Читаем Французская жена полностью

– Такой глубокой, какая была тогда, я думаю, нет, – ответила мама. – Все-таки у него теперь есть мы с тобой, это кое-что да значит. Но никто не может сказать наверняка, что он знает сердце другого человека, даже очень близкого. Особенно если это русское сердце. Русское сердце, русский ум – мне всегда казалось, это что-то такое, что невозможно узнать до конца.

– Невозможно? – удивленно спросила Мари.

– Ну, для тебя это иначе, – улыбнулась мама. – Ты ведь чувствуешь это не извне, а голос крови – серьезное дело. Хотя и моя кровь диктует тебе, как жить, и ты совсем французская девочка. У тебя разумное сердце – я думаю, так. Надеюсь, ты разберешься, как тебе быть счастливой.

Мама поцеловала ее и ушла. Ночь была уже по-летнему теплой, и окно оставалось приоткрытым. Цветы глицинии лежали на подоконнике, их нежный запах вплывал в комнату.

«Разумное сердце? Что это такое?» – подумала Мари.

Ей хотелось это понять, но запах ночных цветов кружил голову, и она устала сегодня, и ожидание завтрашнего праздника затмевало сегодняшний день…

«Папа завтра приедет, и я его непременно спрошу… Что он делает сейчас?.. Ведь он один, без нас… Это точно, что у него нет больше той тоски?..»

Но прежде чем она успела ответить себе на этот вопрос, мысли ее спутались, глаза закрылись… Мари уснула.

Глава 9

«Angoisse. Да, именно. Невозможно перевести, но потому и точно».

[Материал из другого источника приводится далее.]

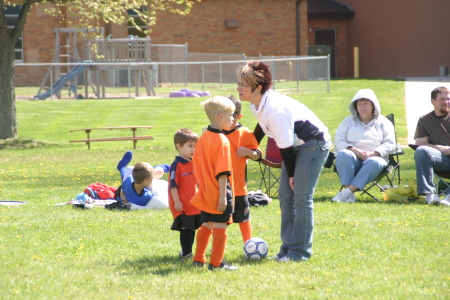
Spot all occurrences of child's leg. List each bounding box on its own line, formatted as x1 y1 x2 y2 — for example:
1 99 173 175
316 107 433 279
180 228 193 256
239 220 252 243
209 223 228 267
194 223 212 263
117 151 133 181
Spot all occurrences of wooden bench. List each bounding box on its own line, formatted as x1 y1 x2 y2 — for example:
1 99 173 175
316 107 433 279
69 126 153 149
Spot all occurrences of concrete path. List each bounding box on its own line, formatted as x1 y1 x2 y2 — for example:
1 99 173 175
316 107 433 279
405 76 450 144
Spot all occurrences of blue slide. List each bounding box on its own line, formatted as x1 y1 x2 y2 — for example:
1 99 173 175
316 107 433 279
33 60 93 100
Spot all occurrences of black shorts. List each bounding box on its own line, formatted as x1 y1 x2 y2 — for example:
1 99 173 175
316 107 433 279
170 214 202 231
201 200 233 223
233 195 250 223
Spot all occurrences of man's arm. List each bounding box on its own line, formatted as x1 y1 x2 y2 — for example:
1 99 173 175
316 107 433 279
414 136 450 155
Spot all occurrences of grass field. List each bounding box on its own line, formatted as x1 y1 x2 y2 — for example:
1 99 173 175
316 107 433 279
0 80 450 299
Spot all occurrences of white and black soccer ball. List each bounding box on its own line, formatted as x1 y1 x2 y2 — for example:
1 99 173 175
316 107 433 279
244 237 269 259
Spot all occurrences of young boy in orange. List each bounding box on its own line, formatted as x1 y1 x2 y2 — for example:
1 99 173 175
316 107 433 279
169 128 202 259
223 96 262 243
191 97 237 270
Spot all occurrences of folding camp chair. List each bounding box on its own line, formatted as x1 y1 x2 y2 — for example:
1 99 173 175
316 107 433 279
408 144 450 197
259 137 283 195
324 114 405 202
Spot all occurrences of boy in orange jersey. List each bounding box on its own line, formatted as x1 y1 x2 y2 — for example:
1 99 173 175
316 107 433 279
191 97 237 270
223 96 262 243
169 128 202 259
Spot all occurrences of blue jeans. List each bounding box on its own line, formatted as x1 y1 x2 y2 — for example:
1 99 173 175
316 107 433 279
277 140 331 260
414 146 450 195
336 149 388 190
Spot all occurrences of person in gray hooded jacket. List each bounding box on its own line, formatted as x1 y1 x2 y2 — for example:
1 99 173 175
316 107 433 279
331 89 395 203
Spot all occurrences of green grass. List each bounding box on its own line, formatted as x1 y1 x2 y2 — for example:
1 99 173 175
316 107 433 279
0 80 450 299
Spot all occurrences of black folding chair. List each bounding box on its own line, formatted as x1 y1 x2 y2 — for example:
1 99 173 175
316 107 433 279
408 144 450 197
324 114 405 202
259 137 283 195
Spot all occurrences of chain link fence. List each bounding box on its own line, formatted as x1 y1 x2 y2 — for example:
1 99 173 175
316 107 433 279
14 56 330 100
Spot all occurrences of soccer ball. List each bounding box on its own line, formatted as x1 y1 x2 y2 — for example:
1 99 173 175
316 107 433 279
244 237 269 259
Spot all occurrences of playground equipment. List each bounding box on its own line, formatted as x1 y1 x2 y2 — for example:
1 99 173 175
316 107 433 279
34 28 155 100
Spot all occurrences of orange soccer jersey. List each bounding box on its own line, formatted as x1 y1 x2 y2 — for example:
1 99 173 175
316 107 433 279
225 124 261 196
191 127 234 214
169 156 200 219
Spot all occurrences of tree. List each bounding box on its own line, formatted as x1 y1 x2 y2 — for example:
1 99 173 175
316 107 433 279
0 0 200 139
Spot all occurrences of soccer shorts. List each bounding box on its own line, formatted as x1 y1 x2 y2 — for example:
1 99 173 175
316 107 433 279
170 214 202 231
233 195 250 223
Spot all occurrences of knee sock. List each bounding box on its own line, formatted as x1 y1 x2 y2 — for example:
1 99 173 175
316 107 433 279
209 228 228 267
239 220 252 243
180 228 193 255
194 225 212 263
117 151 133 181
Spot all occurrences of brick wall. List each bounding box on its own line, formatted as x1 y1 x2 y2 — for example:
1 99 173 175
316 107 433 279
150 0 307 56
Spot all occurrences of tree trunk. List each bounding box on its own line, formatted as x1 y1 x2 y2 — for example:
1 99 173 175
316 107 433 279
0 31 17 139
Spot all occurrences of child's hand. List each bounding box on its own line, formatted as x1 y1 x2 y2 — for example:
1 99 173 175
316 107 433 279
174 202 183 211
217 197 227 211
236 146 253 157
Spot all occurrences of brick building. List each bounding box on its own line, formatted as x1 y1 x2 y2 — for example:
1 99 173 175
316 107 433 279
7 0 450 78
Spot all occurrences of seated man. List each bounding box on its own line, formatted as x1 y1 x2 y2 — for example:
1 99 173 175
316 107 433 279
414 87 450 206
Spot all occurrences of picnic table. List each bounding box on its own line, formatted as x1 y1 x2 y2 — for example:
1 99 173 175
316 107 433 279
69 126 153 150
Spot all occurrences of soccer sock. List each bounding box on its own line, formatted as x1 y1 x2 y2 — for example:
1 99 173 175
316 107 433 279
117 151 133 181
180 228 193 256
209 228 228 267
239 220 252 243
194 225 212 263
191 230 195 247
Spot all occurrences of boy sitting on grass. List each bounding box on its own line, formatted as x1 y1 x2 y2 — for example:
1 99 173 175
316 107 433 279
191 97 237 270
223 96 262 243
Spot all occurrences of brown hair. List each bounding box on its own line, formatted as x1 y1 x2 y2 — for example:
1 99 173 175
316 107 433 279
132 162 153 184
173 128 198 148
431 86 449 100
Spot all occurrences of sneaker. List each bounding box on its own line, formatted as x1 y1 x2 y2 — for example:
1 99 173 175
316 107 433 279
192 260 204 268
178 252 192 260
331 191 348 202
426 194 441 205
277 256 291 262
208 261 237 271
345 193 356 203
439 198 450 206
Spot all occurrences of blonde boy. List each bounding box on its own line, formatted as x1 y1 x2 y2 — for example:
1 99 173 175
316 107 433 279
191 97 237 270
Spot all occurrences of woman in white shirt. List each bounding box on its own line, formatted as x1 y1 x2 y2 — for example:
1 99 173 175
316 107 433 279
237 61 331 262
331 89 395 203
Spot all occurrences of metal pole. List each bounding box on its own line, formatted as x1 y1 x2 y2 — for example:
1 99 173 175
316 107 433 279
202 62 205 92
327 54 331 93
219 55 222 88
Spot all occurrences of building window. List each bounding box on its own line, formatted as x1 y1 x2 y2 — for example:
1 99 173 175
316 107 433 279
3 5 23 61
128 6 148 37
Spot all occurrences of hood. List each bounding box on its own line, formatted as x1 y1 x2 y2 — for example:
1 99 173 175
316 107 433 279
348 89 381 120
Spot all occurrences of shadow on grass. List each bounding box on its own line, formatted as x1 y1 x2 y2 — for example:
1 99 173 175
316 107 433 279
120 255 268 276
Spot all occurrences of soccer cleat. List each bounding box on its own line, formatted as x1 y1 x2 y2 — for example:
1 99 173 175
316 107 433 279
208 261 237 271
439 198 450 206
192 260 204 268
178 252 192 260
277 256 291 262
331 191 348 202
426 194 441 205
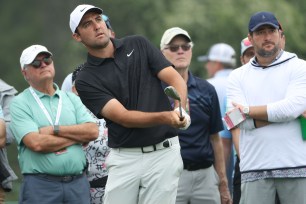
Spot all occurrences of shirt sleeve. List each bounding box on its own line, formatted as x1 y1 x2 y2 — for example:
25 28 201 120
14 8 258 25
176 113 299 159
267 61 306 122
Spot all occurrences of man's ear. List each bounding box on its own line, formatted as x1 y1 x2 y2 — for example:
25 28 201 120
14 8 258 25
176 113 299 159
72 33 82 42
21 68 28 81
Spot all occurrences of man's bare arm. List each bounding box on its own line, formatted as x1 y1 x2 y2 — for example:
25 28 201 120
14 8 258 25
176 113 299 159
22 132 77 153
39 122 99 143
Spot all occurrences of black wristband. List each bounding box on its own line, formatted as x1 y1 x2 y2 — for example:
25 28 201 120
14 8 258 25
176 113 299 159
253 119 257 128
53 125 59 135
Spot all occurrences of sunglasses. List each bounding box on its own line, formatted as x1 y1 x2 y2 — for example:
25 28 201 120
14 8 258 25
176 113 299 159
243 38 252 46
165 43 191 52
102 14 113 30
29 56 53 69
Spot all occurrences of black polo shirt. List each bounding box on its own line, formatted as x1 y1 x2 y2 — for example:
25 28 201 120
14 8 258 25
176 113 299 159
76 36 177 148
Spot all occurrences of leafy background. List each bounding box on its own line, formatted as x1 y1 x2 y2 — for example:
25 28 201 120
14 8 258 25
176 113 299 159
0 0 306 201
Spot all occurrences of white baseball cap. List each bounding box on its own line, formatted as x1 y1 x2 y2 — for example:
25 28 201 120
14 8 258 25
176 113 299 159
198 43 236 67
69 4 103 33
241 37 253 56
20 45 52 69
160 27 191 50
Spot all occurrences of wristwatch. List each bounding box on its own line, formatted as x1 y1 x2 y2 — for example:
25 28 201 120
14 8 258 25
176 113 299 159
53 125 59 135
242 106 250 117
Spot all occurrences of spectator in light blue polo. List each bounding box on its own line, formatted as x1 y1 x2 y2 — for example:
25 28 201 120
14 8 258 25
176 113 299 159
10 45 98 204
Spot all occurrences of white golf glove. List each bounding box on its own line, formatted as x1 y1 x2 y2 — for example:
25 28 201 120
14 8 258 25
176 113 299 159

Дмитрий Николаевич Луговской положил деньги на контуар – он не стал садиться за столик ради рюмки кальвадоса – и пошел к выходу из кафе. Пожилой господин в потертом пиджаке, сидящий за ближайшим к контуару столиком, оторвался от газеты, которую читал по-старому, на палке, и прощально махнул рукой.

– До свидания, месье, – сказал гарсон.

Поверх жилета он был одет в белый фартук до пят, и походка у него была такая, что сразу становилось понятно, что имеют в виду, когда говорят, что в кафе платишь за шаги гарсона.

В «Les Deux Magots» платили главным образом за то, что в его укрытых темными деревянными панелями стенах нет пошлого запаха богатства, а есть ambiance – атмосфера, настроение, стиль парижского «большого кафе».

Этот стиль сохранялся даже сейчас, хотя и кафе уже было чересчур туристическим, и от его великих посетителей остались только фотографии на стенах. Все равно оно было полно жизни, как сам Париж, и ничто не могло этому помешать.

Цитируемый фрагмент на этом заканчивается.